It’s raise and bonus time guys! At least it is for some industries including my own. It’s that fun part of the year when your bosses tell you exactly how you did as an employee and then get down to the parts that matter more; your raise and annual bonus.
Raises and bonuses are important because they can make a big impact on what you can purchase but also what you can save. This is important because your savings rate as I’ve mentioned before is one of the only things you can control when it comes to your retirement strategy and a raise is one of the only things that may allow some people to have a direct impact on their savings rate.
After all – what does a raise or bonus allow you to do? It can certainly allow you to spend a bit more or take a vacation but it also allows you to do something else if expenses are kept fixed(or slightly bumped for inflation) – raise your savings rate. For a lot of people, there’s only so much you can cut on the expense side of things and ultra frugality is not for everyone so raise and bonus time may be the best time for substantial changes in your savings plan.
Let’s take a look at an imaginary person that’s currently spending $40000/yr, an amount that’s relatively healthy and allows for some fun alongside covering the basics in most areas of the United States. Let’s give that person a net income of $70000/yr, healthy earnings that when set against their expenses yield a savings rate of 42%. At a simple 5% ROI with a 4% withdrawal rate, that person can retire in 20.6 years – pretty good, right?

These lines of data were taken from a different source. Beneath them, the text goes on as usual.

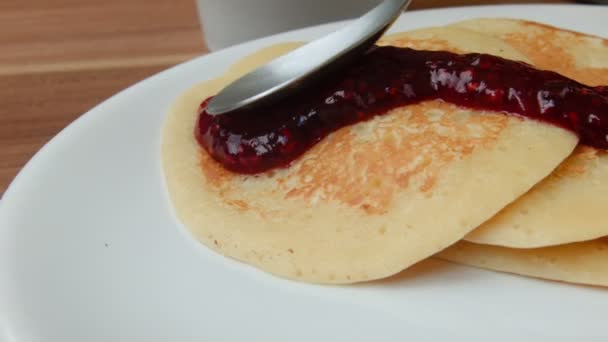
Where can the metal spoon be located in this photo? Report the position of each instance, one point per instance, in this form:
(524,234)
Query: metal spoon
(290,71)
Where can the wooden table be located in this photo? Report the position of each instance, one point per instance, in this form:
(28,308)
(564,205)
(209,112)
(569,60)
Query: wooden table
(61,57)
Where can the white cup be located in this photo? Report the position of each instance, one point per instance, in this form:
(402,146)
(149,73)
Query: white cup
(229,22)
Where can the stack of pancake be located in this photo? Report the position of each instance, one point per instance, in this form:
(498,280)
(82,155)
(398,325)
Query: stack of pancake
(432,179)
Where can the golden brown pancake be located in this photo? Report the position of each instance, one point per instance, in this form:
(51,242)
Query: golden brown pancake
(569,205)
(370,199)
(580,262)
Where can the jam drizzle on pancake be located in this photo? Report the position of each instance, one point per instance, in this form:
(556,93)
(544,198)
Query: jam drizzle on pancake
(259,139)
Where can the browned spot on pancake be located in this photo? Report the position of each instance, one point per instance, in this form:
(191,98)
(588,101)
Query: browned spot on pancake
(548,48)
(433,44)
(577,164)
(367,166)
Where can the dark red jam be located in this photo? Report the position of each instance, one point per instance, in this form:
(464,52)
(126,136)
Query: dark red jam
(262,138)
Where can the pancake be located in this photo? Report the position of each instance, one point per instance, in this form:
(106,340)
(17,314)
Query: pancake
(370,199)
(569,205)
(579,262)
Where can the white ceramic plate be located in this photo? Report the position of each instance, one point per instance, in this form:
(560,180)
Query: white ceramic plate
(90,250)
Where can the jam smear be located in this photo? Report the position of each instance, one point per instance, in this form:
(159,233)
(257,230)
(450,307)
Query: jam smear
(258,139)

Now let’s give that person a 3% raise bumping up their salary to 72100. That’s a nice 2100 bump in potential spending that can be used for a variety of things. It’s pretty easy to just take that money and spend it on something or take a short vacation with your loved one but it’s also pretty simple to see what that money could do for you if you didn’t spend it but invested it instead. It’s a simple calculation that can be done using this calculator and I feel like it’s always good to do some simple math to fully understand the impact of your savings before just spending it on something that may not provide a ton of value.
In our scenario, taking that 2100 and investing it every year instead of spending it and keeping your expenses static at 40k/yr would mean you have to work 1.1 years less to reach your savings goal and be financial independent. Not bad right?

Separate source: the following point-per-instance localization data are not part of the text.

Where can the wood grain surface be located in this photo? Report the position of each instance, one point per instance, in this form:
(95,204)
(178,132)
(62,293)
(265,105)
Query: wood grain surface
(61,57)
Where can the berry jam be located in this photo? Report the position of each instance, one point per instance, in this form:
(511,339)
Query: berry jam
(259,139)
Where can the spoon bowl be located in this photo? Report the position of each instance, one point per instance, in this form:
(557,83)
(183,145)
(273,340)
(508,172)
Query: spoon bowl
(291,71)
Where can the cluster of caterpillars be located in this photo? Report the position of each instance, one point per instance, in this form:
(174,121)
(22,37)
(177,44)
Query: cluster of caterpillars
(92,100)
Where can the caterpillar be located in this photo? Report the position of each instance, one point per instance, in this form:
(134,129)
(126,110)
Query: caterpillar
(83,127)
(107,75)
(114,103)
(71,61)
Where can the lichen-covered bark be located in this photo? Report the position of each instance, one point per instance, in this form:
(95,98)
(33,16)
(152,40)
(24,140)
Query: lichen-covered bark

That’s not to say that 40000/yr is all you should ever live on and that any additional money you earn in your life should be invested with the goal of retiring earlier and earlier. There will be certain years when my raise and my bonus go towards something I enjoy doing – a vacation or a wedding or something I’ll remember forever. I’ll still spend money on fancy restaurants and concerts and things I enjoy. As I’ve said before, I’m not overly frugal and do spend quite a bit on frivolous things but I still enjoy looking at the math behind “what if” type situations. What if I were to live on 30k/yr and save everything else? That’s not happening right now and in most years I’ll end up spending most of my bonus on something frivolous. But there will be also be years when the raise and the bonus go entirely towards my savings because that 1.1 years of working means a lot more to me than the newest piece of electronics or whatever may be out that year.
Remember, that 1.1 years of work relief from the 3% raise? This is just one year of raises! The raises and savings rate increases will compound upon themselves. Let’s say this person is comfortable with 40k/yr in expenses for the rest of his or her life and imagine that the person also get a 3% raise each year. Using a conservative 5% ROI to account for inflation, the next 3% raise can shave another 10 months off their working career if they save it all with more and more months being shaved with each further raise. Pretty soon our imaginary person is 13.5 years into their working career with the freedom to do whatever they want as long as they maintain their relatively frugal spending habits. Naturally, this is all imaginary and this spending level won’t work for everyone. Not everyone is lucky to net 70k after taxes per year either or have the ability to keep their expenses the same year over year due to inflation and increasing costs. However, the concept, the idea behind this, is one that applies to all of us. Any additional funds that come in through a raise or bonus that don’t immediately go out as an expenses may mean a shorter work career for you.
So the next time you get that raise – however small it may be – remember what the power of compounding can do and the kind of life changes that can come from a small bump in savings combined with a little bit of lifestyle frugality. In this scenario, the person is making the choice to keep their expenses the same and saving an extra 2100 per year – not a fortune by any means – but that small amount can mean an extra year of freedom. That’s not bad and if I had the choice to spend a little bit more this year or save it all and not give in to lifestyle inflation, I think I’d make the second choice.
And luckily, I have the option to do just that this year. I was fortunate enough to get an 8% raise due to a promotion this year and a decent bonus(less than 10k still – I’m not rich!) and my goal this year is to send most of that money into my savings. This is the first year I’m doing this sort of tracking and it’s important to me that this first year sets a good tone for the rest of this journey.
Hopefully this 8% raise will mean I can shave a year or two off my working career and I value that a lot more than anything I could buy with the few thousand I’ll net after taxes this year. I think starting next month – I’ll start tracking my savings rate alongside everything else I track to get a better idea of where I’m actually falling in that regard month to month. Hopefully the raise and small bonus and the fact that my girlfriend is now living with me and contributing rent will mean my savings rate is north of 50% these days.